Back to skill
Skillv3.2.0
ClawScan security
anniversary · ClawHub's context-aware review of the artifact, metadata, and declared behavior.
Scanner verdict
SuspiciousApr 24, 2026, 6:20 AM
- Verdict
- suspicious
- Confidence
- medium
- Model
- gpt-5-mini
- Summary
- The skill's behavior mostly matches its travel-booking purpose, but it asks the agent to install and run a third‑party npm CLI (no provenance/homepage provided) and to persist execution logs — a supply‑chain / data‑persistence risk that users should review before enabling.
- Guidance
- This skill mostly behaves like a normal travel integration, but it directs the agent to install and run a third‑party npm CLI (@fly-ai/flyai-cli) and to write execution logs to .flyai-execution-log.json. Before installing or enabling it, consider: 1) Ask the publisher for the CLI's homepage/repository and inspect the package source and maintainers; 2) Prefer running the CLI yourself (outside the agent) to verify network behavior and requests made; 3) If you enable the skill, run it in a sandboxed environment (or container) to limit global npm installs and filesystem writes; 4) Expect that user queries and results may be persisted to disk — avoid submitting sensitive personal data until you confirm privacy/retention policies. If you cannot verify the CLI package or publisher, treat the skill as higher risk.
Review Dimensions
- Purpose & Capability
- okThe name and description describe a travel booking assistant and the SKILL.md consistently instructs the agent to use a flyai CLI to obtain live flight/hotel results.
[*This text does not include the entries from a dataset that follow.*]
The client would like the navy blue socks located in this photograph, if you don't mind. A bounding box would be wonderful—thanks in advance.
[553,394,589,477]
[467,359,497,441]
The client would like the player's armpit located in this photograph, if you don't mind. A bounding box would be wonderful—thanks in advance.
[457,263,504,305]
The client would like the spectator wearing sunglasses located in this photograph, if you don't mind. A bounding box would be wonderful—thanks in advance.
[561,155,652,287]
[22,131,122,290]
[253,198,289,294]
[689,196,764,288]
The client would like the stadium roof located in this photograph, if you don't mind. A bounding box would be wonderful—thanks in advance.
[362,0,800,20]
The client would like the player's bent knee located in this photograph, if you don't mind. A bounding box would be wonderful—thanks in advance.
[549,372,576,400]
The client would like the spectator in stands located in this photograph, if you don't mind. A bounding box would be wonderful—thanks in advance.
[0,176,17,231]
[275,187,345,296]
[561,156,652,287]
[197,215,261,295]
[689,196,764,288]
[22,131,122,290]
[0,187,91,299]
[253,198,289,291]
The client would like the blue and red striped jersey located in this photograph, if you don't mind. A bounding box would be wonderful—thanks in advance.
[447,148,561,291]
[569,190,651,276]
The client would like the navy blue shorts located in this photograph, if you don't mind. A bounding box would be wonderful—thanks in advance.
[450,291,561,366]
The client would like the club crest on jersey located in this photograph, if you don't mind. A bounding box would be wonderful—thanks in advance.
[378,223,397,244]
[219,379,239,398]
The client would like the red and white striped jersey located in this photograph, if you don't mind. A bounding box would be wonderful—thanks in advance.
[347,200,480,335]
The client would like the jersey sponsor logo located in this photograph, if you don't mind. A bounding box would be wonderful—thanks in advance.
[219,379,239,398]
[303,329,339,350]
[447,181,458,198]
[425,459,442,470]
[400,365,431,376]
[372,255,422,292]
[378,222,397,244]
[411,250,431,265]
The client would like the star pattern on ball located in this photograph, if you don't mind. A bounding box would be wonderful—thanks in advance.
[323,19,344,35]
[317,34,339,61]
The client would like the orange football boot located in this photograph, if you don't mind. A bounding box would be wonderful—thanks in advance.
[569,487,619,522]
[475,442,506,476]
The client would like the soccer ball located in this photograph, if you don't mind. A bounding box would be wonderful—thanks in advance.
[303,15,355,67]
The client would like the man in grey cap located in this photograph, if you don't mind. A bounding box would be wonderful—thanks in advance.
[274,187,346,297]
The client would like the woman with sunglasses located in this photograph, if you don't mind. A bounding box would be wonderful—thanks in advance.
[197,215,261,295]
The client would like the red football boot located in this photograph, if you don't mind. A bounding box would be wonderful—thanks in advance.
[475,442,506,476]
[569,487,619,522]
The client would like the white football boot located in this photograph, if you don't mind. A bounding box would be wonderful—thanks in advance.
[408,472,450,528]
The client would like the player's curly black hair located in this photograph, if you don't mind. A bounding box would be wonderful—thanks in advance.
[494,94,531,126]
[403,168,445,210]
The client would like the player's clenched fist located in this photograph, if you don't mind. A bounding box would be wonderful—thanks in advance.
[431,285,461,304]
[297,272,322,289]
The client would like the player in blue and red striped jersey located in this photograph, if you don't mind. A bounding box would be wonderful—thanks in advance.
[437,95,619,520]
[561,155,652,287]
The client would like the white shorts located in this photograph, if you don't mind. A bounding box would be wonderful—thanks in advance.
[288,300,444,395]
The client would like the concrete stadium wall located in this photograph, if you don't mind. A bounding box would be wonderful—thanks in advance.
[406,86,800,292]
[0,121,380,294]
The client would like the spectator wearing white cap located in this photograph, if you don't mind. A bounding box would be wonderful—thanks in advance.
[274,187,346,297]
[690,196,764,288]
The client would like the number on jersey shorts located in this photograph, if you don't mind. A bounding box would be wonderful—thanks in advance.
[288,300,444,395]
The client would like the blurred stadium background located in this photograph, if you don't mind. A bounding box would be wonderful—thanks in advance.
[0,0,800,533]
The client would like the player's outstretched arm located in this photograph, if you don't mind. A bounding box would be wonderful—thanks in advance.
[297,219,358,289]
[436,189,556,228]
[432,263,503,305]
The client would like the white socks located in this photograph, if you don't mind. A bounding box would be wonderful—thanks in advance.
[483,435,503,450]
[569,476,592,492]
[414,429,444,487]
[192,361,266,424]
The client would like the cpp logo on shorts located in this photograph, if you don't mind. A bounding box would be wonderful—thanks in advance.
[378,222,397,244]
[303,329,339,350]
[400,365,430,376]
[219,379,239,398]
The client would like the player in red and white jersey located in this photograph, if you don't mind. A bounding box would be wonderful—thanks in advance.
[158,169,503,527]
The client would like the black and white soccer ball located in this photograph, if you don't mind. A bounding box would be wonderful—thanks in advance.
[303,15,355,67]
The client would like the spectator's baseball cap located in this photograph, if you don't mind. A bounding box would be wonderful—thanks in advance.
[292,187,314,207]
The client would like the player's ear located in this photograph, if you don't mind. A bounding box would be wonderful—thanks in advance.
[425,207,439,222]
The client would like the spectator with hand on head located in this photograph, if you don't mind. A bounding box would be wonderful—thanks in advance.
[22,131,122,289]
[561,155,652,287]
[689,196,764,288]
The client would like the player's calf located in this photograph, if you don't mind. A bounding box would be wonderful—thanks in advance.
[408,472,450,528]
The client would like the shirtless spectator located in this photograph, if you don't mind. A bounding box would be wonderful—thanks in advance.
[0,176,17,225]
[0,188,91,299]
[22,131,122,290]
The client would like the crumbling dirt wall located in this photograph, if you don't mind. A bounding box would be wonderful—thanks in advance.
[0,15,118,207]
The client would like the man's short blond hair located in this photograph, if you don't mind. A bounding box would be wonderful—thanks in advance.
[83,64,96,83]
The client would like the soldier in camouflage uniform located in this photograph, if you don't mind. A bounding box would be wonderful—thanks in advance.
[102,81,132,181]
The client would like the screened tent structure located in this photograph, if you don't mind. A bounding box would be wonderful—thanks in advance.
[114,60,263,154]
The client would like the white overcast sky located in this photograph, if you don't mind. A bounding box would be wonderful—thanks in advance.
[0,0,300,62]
Requiring a vendor CLI is coherent with the stated purpose. However, the package/source is undocumented in the registry metadata (no homepage/source URL), which reduces transparency.
- Instruction Scope
- concernThe runtime instructions require the agent to run the @fly-ai/flyai-cli and only answer from that CLI output (never from training data). The runbook also instructs logging request details and CLI calls to .flyai-execution-log.json if filesystem writes are available, which will persist user queries and CLI responses (potentially sensitive). The instruction to forcibly install a global npm package and to always rely solely on the CLI expands the agent's runtime actions beyond pure question/answering and should be reviewed.
- Install Mechanism
- concernThere is no install spec in the registry manifest, but SKILL.md tells the agent to run npm i -g @fly-ai/flyai-cli at runtime. Global npm installs are a supply‑chain risk if the package or its publish source isn't verified. The skill provides no homepage, repo, or checksum to validate the CLI package.
- Credentials
- noteThe skill does not request environment variables, credentials, or config paths (good). Still, invoking an external CLI implies network access and the CLI may require or use credentials outside the skill's declared scope. The runbook's logging will capture user queries and CLI outputs, which could include personal data; that persistence is not declared in requires.config and is worth noting.
- Persistence & Privilege
- noteThe skill is not always-on and does not change other skills' settings. However, it instructs appending execution logs to a file (.flyai-execution-log.json) in the working directory, creating persistent artifacts. Combined with installing a global CLI, this gives the skill lasting presence on the host unless manually removed.